On November 12, 1975 the Poughkeepsie Branch held a dinner at the Vassar Alumni House to commemorate the International Women's Year and to celebrate the 50th anniversary of the founding of our branch. Eight women were honored for outstanding service to the residents of Dutchess County. Since that time, the Poughkeepsie Branch AAUW has selected a local woman to honor as our Woman of the Year. These women exemplify the goals stated in AAUW's mission statement:
The American Association of University Women advances equity
for women and girls through advocacy, education, philanthropy, and research.
We invite you to nominate candidates for consideration of this honor using the form linked below to print, fill in and mail. Your nomination will be in consideration for two years from the date you submit the form to one of the Woman of the Year Committee Co-Chairs: Gail Sisti, 313 Forest Rd, Wallkill, NY 12589 or Mary Lou Davis, 125 Andrews Rd, Lagrangeville, NY 12540
Compiled by Margaret Nijhuis from resume by Eileen Hayden and Living History by Vanni Cappelli
Many generations of the family of Eileen Mylod Hayden, AAUW Poughkeepsie Woman of the Year, have resided in Dutchess County. Both her father and grandfather were officials of the Dutchess County Historical Society. Ms Hayden has served the society since 1980 and was its Executive Director from 1991 until her retirement in October, 2007.
She is a graduate of SUNY, New Paltz and the College of New Rochelle. She was a teacher on the elementary level and at Our Lady of Lourdes High School. Ms Hayden is a certified Community Mediator.
Eileen Hayden serves on the County Historian's Advisory Committee. She is a founding member of Friends of Mills Mansion and a member of the Friends of Eleanor Roosevelt-Val Kill. She served on committees for the Dutchess County Tercentenary, Poughkeepsie Tricentennial, Bicentennial of the Ratification of the US Constitution, and County Court House Centennial.
Her publications include DCHS Year Book, Astor Home: Looking Back, and The First Seventy-five.
Eileen Hayden was honored in 1992 with the President's Award from Marist College and in 1996 with the Ursula Lauris Award from the College of New Rochelle.
From the article Living History by Vanni Cappelli:
Dr. Werner Steger, president of the Board of Trustees of the Dutchess County Historical Society, said on the occasion of Eileen Hayden's retirement,"Those who have worked with her will miss her guidance and firm hand at the helm of an organization serving the county's historical needs for almost a century. An educator and historian to the core, she taught in local schools for a number of years before changing her audience to history lovers. Her knowledge of local, state and national history was nourished within a family with a long documented interest in discovering, preserving and using history and historical resources for community good."

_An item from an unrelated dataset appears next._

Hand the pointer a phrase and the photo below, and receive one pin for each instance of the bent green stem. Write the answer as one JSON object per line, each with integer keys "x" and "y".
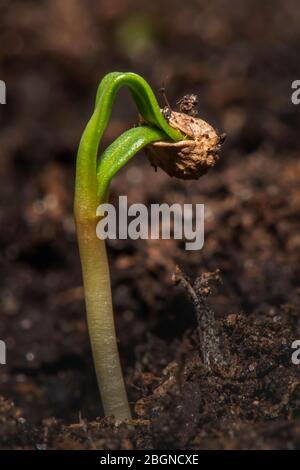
{"x": 93, "y": 179}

... she discusses the archaeology project in Hyde Park aimed at uncovering traces of an 18th century enclave of free blacks and runaway slaves, an American Revolution program at the Mid-Hudson Children's Museum, the summer program for middle school children, an after-school program with the Catharine Street Community Center and the Black History Committee. Yet it is the Silver Ribbon Tours, which take groups to towns around the county to highlight their historic treasures, that obviously have a special place in her heart.

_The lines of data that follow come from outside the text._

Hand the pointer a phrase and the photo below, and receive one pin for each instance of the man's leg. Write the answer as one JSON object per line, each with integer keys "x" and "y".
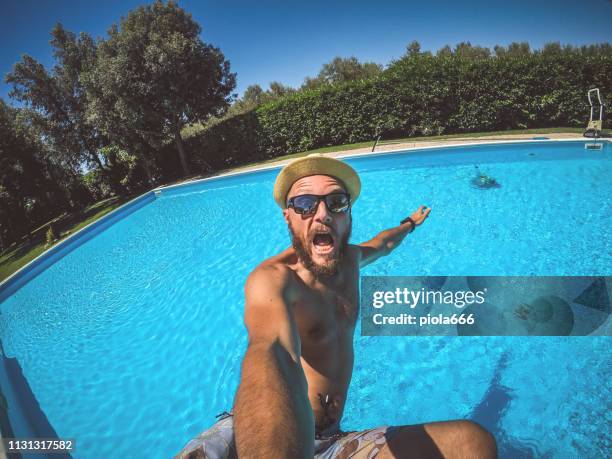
{"x": 448, "y": 440}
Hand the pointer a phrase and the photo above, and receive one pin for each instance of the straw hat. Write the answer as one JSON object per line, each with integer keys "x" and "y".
{"x": 315, "y": 164}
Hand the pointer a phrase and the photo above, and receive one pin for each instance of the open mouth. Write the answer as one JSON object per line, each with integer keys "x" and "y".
{"x": 323, "y": 243}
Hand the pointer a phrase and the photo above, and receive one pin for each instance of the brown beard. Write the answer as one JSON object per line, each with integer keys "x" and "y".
{"x": 319, "y": 271}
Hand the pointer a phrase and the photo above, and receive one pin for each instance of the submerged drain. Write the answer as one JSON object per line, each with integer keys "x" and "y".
{"x": 484, "y": 181}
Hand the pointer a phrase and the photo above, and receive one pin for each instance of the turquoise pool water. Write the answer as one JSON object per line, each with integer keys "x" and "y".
{"x": 132, "y": 342}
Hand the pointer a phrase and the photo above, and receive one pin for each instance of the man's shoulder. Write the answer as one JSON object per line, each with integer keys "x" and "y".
{"x": 269, "y": 274}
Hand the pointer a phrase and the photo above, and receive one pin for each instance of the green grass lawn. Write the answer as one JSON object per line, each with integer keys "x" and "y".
{"x": 17, "y": 256}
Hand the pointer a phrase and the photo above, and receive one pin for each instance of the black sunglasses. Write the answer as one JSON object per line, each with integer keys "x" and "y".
{"x": 308, "y": 203}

"There is no town in Dutchess County that does not have its own unique gem to show off," Hayden said. "Whether it's a Georgian house, a historic church or an old railroad bridge, there is always something with a story to discover."
Yet despite the richness of the historical legacy she has presided over for many years, Hayden stresses that it is sharing it with people that has given her the most satisfaction.
"People themselves have given me my strongest memories," she says. "Their enthusiasm for programs, whether they be demonstrations of needlework or displays of old newspapers, has been extraordinary. So many people have been involved and supportive."
And what comes next in the ongoing historical odyssey of Eileen Hayden?
"There will be more leeway for travel and family time, but I am still a member of the society," she said. "I am just going from official to volunteer. I will be able to enjoy the activities for their own sake, now that I am not responsible for so many aspects of their success. And I encourage everyone to come and enjoy them too."